By Eelisa Jones
Earlier this year, leading 2015 Republican presidential candidate Donald Trump told the Washington Times that a lowered U.S. minimum wages would allow the United States the ability to maintain its strength in the global market.
Trump cited China as an exemplar for countries seeking to gain economic prowess in the global market by means of maintaining low wages.
Trump is one among many conservative individuals who believe that the minimum wage is, first and foremost, an economic tool by which to guarantee desired economic outcomes.
Two common themes have surfaced within the general argument for maintaining versus increasing the minimum wage. The first theme contains the claim that minimum wage laws increase poverty and unemployment.
The second theme maintains the notion that minimum wage laws prevent business growth on the local, state, national, and international levels.
Individuals who support minimum wage laws often argue that they establish a legal means by which to protect the interests of wage workers.
From this perspective, minimum wage laws are a way to guarantee that a significant portion of modern society maintains the ability to afford life-preserving necessities within their society in addition to reinforcing the social and psychological health of those who choose to convert their energy into wages.
This article discusses the global, national, and Wisconsin specific history of minimum wage laws.
Given the present nature of the public discourse surrounding minimum and living wages, the history and development of these laws have become key to arguments about how national, state, and county governments choose to move forward on the issue of labor compensation
Western Origins of Minimum Wage Laws
Today’s concept of a minimum wage emerged from medieval England’s 1389 amendment to its Statute of Labourers.
The post-Black Plague amendment fixed the minimum compensation for labor to food prices.
This legal maneuver created the precedent for what is now known as a “living wage,” a level of compensation guaranteed to afford the basic necessities of human life.
Five hundred years after the living wage’s establishment, the English government repealed the statute, under pressure from early 19th century laissez-faire capitalists.
By the end of the 19th century after decades of labor unrest, New Zealand, Australia, and the United Kingdom established the first Western national minimum wage laws.
The U.S. adopted its first federal minimum wage measures in 1938 with the Fair Labor Standard Act.

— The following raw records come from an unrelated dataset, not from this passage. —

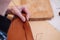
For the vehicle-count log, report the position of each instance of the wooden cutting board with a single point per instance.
(39, 9)
(43, 30)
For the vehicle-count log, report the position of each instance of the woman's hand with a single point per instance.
(17, 11)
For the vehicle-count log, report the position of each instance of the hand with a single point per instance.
(17, 11)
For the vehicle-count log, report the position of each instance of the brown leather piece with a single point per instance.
(19, 30)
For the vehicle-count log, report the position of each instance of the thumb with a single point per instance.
(18, 13)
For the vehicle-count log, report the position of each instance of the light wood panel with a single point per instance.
(39, 9)
(43, 30)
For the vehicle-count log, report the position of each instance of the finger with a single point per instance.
(27, 12)
(18, 13)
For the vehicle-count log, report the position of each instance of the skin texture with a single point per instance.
(16, 10)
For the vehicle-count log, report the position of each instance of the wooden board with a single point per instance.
(39, 9)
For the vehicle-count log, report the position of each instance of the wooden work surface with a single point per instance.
(43, 30)
(39, 9)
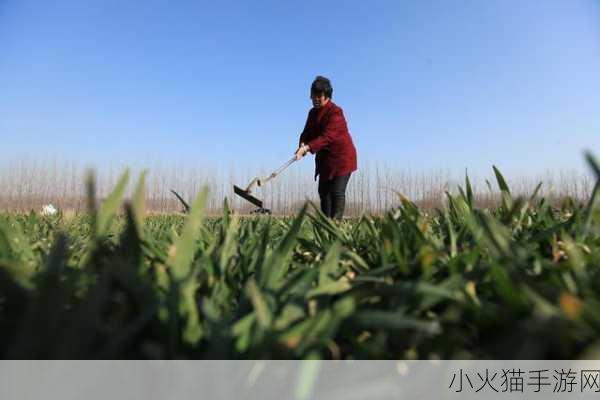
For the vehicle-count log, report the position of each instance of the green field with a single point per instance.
(518, 281)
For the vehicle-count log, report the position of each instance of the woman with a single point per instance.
(326, 134)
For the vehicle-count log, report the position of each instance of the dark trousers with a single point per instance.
(333, 196)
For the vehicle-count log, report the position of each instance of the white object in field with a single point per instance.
(49, 209)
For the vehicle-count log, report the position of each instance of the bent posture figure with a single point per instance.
(326, 135)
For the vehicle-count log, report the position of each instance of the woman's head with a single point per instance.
(320, 91)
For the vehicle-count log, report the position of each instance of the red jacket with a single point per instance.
(326, 133)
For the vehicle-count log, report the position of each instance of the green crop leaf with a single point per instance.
(184, 249)
(110, 206)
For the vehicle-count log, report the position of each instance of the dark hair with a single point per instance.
(321, 85)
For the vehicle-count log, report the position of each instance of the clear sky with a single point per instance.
(423, 84)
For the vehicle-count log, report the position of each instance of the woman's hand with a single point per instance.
(302, 150)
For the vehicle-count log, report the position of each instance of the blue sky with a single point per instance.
(423, 84)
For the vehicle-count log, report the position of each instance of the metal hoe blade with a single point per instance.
(243, 194)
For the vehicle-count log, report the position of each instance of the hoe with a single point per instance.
(246, 193)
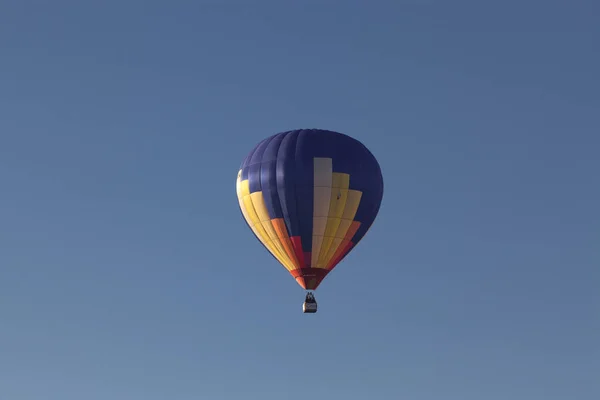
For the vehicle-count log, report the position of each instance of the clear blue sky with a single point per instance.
(127, 272)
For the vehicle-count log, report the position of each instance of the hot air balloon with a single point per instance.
(309, 196)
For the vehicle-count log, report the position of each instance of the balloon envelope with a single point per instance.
(309, 196)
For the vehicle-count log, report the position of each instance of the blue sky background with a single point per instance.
(127, 272)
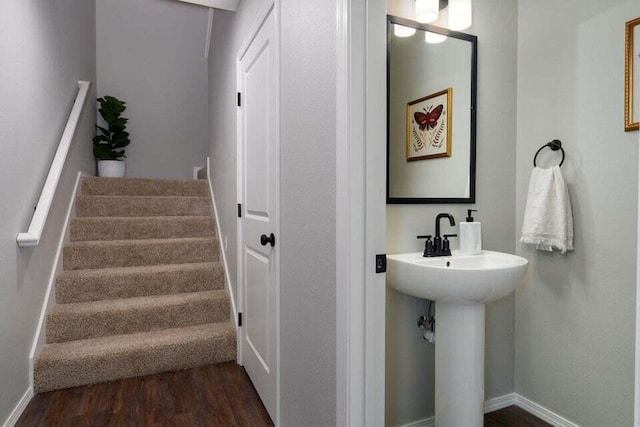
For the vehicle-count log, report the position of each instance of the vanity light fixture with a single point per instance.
(460, 15)
(406, 10)
(435, 38)
(402, 31)
(427, 11)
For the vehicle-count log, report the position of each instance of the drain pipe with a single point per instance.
(427, 324)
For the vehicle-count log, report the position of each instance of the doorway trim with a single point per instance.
(360, 212)
(271, 7)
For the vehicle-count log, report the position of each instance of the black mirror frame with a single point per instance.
(474, 98)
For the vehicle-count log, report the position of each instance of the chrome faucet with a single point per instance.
(439, 246)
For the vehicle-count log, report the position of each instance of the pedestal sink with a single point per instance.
(460, 285)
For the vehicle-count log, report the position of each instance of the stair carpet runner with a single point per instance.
(142, 286)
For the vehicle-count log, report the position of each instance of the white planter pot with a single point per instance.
(111, 168)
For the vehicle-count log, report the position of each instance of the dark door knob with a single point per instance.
(271, 240)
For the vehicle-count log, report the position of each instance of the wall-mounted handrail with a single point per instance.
(32, 237)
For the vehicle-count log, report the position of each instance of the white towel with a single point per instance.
(548, 220)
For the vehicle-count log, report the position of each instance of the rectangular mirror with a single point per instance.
(431, 114)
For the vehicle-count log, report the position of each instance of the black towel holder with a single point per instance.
(555, 145)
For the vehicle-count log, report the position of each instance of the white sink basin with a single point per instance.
(460, 285)
(456, 279)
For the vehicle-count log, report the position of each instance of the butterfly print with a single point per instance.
(428, 119)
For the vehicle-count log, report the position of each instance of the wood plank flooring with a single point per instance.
(218, 395)
(512, 416)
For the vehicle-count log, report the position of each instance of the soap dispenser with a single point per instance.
(470, 235)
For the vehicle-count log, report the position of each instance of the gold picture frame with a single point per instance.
(429, 123)
(631, 79)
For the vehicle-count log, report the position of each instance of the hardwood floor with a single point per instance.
(218, 395)
(512, 416)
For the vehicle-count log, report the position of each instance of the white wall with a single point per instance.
(308, 227)
(150, 53)
(575, 313)
(410, 359)
(46, 47)
(307, 240)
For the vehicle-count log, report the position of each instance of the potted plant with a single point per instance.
(108, 145)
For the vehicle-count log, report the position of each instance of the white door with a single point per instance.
(258, 192)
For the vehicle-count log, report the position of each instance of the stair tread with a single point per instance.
(121, 271)
(141, 218)
(134, 242)
(121, 344)
(136, 303)
(143, 186)
(150, 180)
(136, 196)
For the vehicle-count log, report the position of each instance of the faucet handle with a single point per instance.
(445, 243)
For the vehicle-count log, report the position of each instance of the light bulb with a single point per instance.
(427, 10)
(442, 22)
(434, 38)
(460, 16)
(402, 31)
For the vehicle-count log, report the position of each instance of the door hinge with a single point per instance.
(381, 263)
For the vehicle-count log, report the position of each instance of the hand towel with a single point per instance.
(548, 220)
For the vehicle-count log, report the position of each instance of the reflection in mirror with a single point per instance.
(431, 115)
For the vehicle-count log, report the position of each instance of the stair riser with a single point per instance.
(105, 228)
(127, 364)
(106, 206)
(89, 257)
(64, 326)
(70, 289)
(143, 187)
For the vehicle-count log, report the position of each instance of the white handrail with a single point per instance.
(32, 237)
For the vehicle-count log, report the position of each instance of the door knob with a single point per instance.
(271, 240)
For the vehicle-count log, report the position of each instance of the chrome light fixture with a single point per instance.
(460, 15)
(427, 11)
(434, 38)
(407, 11)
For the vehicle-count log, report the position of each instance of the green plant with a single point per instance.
(110, 142)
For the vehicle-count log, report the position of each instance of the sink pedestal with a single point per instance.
(459, 365)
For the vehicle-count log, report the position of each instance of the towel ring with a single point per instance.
(555, 145)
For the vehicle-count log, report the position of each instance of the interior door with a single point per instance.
(258, 125)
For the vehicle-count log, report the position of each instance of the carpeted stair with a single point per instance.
(142, 287)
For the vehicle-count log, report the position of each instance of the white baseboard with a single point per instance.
(40, 335)
(543, 413)
(505, 401)
(426, 422)
(14, 416)
(499, 402)
(227, 279)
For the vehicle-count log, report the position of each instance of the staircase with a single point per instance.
(142, 286)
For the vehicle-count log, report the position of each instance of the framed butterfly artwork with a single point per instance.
(429, 123)
(632, 75)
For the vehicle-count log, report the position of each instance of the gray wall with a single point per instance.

However, over a dozen states (including Wisconsin) had independently adopted minimum wage measures prior to 1938.
A Brief History of Minimum Wage Laws in Wisconsin
In 1911, Wisconsin legislature created a 3-member Industrial Commission to examine and improve economy-related laws and their effects on Wisconsin’s communities.
Industrial Commissioner John Commons, a state university economics professor, spearheaded the introduction of an economic philosophy which held that labor legislation could use capitalist economic structures to protect the interests of both workers and employers.
In 1913, Wisconsin passed its first minimum wage law for women and minors. The law required employers to compensate the labor of both parties with a “living wage.”
In 1919, Wisconsin issued its first minimum wage orders for minors and all adults. In response to the Great Depression, Wisconsin lowered its minimum wage to favor employer interests.
After remaining stagnant for over two decades, Wisconsin increased its minimum wage seven times from 1956 to 2009.
In 2014, Wisconsin administration dissolved the state Wage Labor Board –what last remained of the original Industrial Commission – under the guidance of Governor Scott Walker.
The dissolution took place amidst a lawsuit against the state for failing to maintain a “living wage” for its residents. Walker later stripped all “living wage” language from state law, hindering future attempts to fix the state’s minimum wage to costs of living.
Presently, the task of matching minimum wage to the costs of living rests in the hands of Wisconsin’s people, their local government, and their labor representatives.